The company took a hit to its profitability in the quarter as it sold off what Ms. Reisman called “unnecessary inventory” at a discount.
“Not all of the assortment was consistent with our brand,” Ms. Reisman said. In an e-mail, Ms. Downey declined to say which product categories are part of the effort to “right-size” the assortment. On Indigo’s website, a range of items including toasters, leggings, dumbbells, waffle makers, bubble bath, acne treatment and throw blankets are listed at deep discounts.
Indigo’s third-quarter revenue declined by 12 per cent compared with the prior year, to $370.6-million. Print sales were down by 8 per cent, while general merchandise sales decreased by 18.5 per cent.

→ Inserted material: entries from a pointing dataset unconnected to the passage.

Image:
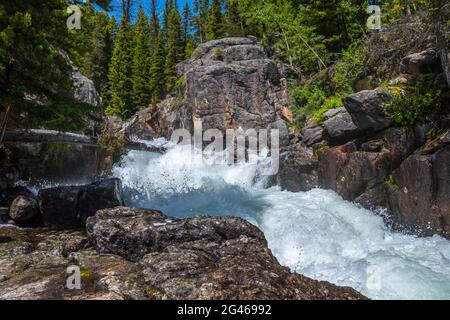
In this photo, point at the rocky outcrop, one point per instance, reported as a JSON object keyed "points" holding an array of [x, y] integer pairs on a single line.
{"points": [[298, 169], [152, 256], [202, 257], [357, 167], [419, 197], [68, 207], [366, 109], [339, 127], [229, 84], [312, 134], [422, 62], [24, 210]]}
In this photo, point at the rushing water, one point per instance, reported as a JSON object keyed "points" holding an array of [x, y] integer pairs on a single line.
{"points": [[315, 233]]}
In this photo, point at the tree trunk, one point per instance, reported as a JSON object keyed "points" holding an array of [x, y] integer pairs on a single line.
{"points": [[3, 123], [441, 40]]}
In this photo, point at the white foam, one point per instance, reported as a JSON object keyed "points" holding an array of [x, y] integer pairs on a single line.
{"points": [[316, 233]]}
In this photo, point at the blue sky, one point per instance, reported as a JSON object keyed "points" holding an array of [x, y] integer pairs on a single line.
{"points": [[146, 3]]}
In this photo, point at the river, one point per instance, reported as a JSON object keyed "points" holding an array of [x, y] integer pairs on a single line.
{"points": [[314, 233]]}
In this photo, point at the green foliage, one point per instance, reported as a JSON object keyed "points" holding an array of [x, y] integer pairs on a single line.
{"points": [[141, 73], [33, 72], [54, 154], [112, 142], [327, 90], [120, 73], [414, 102], [350, 68], [175, 50], [390, 181], [157, 76], [215, 22], [218, 54]]}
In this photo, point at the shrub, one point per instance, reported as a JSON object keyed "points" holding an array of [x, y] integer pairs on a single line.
{"points": [[218, 55], [414, 102], [112, 142]]}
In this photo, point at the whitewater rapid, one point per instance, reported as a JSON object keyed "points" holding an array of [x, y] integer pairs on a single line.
{"points": [[315, 233]]}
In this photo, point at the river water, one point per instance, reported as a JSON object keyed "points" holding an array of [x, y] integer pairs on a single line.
{"points": [[315, 233]]}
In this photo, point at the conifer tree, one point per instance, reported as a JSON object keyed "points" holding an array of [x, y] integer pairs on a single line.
{"points": [[199, 19], [154, 21], [120, 72], [141, 61], [98, 56], [186, 23], [175, 49], [157, 77], [234, 23], [215, 25]]}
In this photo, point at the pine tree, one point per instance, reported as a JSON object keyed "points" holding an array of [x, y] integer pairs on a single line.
{"points": [[157, 77], [215, 25], [141, 61], [189, 48], [98, 55], [120, 72], [199, 19], [154, 21], [166, 17], [175, 49], [186, 23], [234, 23]]}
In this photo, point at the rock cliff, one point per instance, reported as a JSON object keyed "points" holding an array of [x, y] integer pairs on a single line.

Executives blamed the lacklustre third-quarter results partly on the lingering effects of a ransomware attack that hit Indigo a year ago, resulting in millions of dollars in lost sales. The company also incurred costs including legal fees and spending to bring its systems back online, totalling $6.5-million so far. Indigo has received $1.3-million in insurance proceeds related to the attack, and is continuing to process claims with its insurer. The company’s cyberinsurance provides for maximum coverage of roughly $10-million, Mr. Loudon said.
The “premature launch” of a new e-commerce site last August also affected sales, Ms. Reisman said. When asked on the call what the problems were with the digital launch, she replied, “I don’t think that this is appropriate, for us to go into the full details here.”

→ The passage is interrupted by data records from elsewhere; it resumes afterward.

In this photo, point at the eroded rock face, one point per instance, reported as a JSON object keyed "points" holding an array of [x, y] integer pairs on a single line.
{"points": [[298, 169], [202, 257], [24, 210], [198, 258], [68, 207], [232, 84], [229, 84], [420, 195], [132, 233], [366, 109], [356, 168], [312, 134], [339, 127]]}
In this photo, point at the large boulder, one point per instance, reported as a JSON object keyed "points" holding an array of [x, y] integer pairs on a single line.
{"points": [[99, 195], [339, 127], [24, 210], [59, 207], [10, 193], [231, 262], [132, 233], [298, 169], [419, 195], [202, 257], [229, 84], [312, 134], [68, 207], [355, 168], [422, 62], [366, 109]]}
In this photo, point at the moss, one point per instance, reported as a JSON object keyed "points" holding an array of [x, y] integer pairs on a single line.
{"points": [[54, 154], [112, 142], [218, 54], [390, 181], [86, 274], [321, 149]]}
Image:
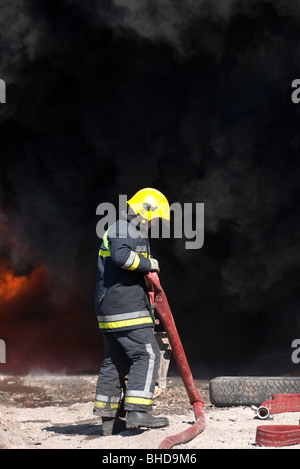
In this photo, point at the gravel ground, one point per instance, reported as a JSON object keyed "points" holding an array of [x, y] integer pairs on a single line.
{"points": [[42, 411]]}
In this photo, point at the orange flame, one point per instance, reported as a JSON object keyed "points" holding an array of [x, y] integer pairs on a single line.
{"points": [[12, 285]]}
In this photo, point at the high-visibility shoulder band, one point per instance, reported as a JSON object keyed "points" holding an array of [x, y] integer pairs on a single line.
{"points": [[105, 240], [124, 316], [104, 253], [138, 400], [129, 261], [125, 323], [135, 263]]}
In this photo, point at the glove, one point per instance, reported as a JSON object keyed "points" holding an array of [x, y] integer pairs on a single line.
{"points": [[154, 265]]}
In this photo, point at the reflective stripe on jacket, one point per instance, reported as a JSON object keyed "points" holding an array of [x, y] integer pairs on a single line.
{"points": [[122, 300]]}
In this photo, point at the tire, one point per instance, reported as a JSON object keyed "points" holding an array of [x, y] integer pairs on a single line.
{"points": [[225, 391]]}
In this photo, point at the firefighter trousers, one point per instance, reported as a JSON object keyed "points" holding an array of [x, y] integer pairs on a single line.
{"points": [[134, 353]]}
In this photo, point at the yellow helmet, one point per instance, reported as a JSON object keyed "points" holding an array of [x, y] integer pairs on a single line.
{"points": [[150, 203]]}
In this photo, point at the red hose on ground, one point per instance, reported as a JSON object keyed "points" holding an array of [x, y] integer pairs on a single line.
{"points": [[158, 296], [279, 435]]}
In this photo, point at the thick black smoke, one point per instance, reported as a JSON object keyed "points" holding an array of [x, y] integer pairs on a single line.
{"points": [[194, 98]]}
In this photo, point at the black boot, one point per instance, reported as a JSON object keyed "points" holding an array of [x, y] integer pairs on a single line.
{"points": [[143, 419], [112, 425]]}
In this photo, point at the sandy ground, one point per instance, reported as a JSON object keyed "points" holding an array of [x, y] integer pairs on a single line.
{"points": [[56, 412]]}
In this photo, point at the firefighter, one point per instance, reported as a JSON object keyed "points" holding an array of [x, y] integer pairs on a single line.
{"points": [[125, 317]]}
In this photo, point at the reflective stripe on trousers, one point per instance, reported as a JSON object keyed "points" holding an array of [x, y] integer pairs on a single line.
{"points": [[135, 352]]}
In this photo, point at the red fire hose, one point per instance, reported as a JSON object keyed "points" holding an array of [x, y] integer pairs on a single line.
{"points": [[278, 435], [158, 296]]}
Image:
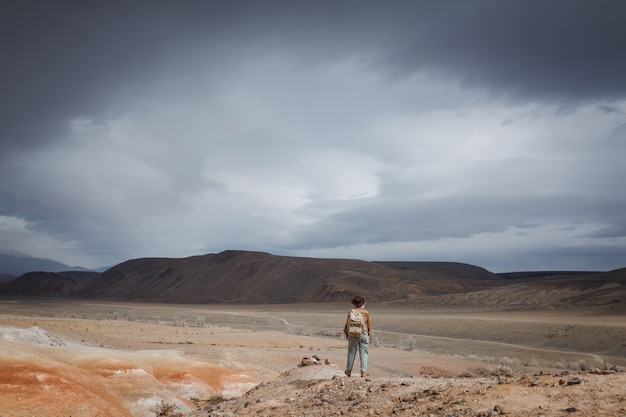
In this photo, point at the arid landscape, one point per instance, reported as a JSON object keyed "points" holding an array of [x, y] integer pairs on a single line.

Online sales fell by 28.5 per cent to $76.5-million in the quarter. Indigo’s brick-and-mortar store sales – which include orders placed online for store pickup – declined by 8.2 per cent to $280.9-million.
In addition, Indigo has been affected by a dampened consumer environment. Canadians suffering under the weight of inflation and higher interest rates have been cutting back on non-essential purchases, and have been reluctant to buy items at full price. That has weighed on Indigo’s profitability.
Last summer, Mr. Schwartz’s personal holding company Trilogy Retail Holdings Inc. provided a $45-million credit facility to Indigo, which has now been extended with an increased principal credit amount up to $70-million. The agreement includes the option to increase that amount by $10-million with Trilogy’s consent. According to a company press release, the money is being used to finance Indigo’s “ongoing working capital needs and general corporate purposes,” as well as restructuring costs and other capital expenditures.
Mr. Schwartz has offered $2.25 in cash per share to acquire the remainder of Indigo stock that he does not already own. Indigo shares closed Friday at $2.07, about 40 per cent higher than last week, before the offer was disclosed.
Mr. Schwartz sits on Indigo’s board and is married to Ms. Reisman. Together they control 60.6 per cent of Indigo’s shares. Mr. Schwartz’s holding companies, Trilogy Retail Holdings Inc. and Trilogy Investments LP, own roughly 56 per cent of Indigo’s outstanding shares. The rest are held by Ms. Reisman’s personal holding company HRON Canadian Investments Ltd. and other “joint actors,” according to a press release issued last week.)
Indigo faced significant upheaval in 2023, in addition to last February’s cyberattack. In June, four of Indigo’s 10 board members resigned, with board director Dr. Chika Stacy Oriuwa saying she had experienced “mistreatment” at the company, and that she had lost confidence in the board’s leadership.
On the same day those resignations were announced, Indigo said Ms. Reisman would step down as executive chair of the board later that summer. But after chief executive officer Peter Ruis also left Indigo, Ms. Reisman returned as CEO last September, a post from which she had retired a year earlier.
Since then, Ms. Reisman has committed to restoring the company to profitability.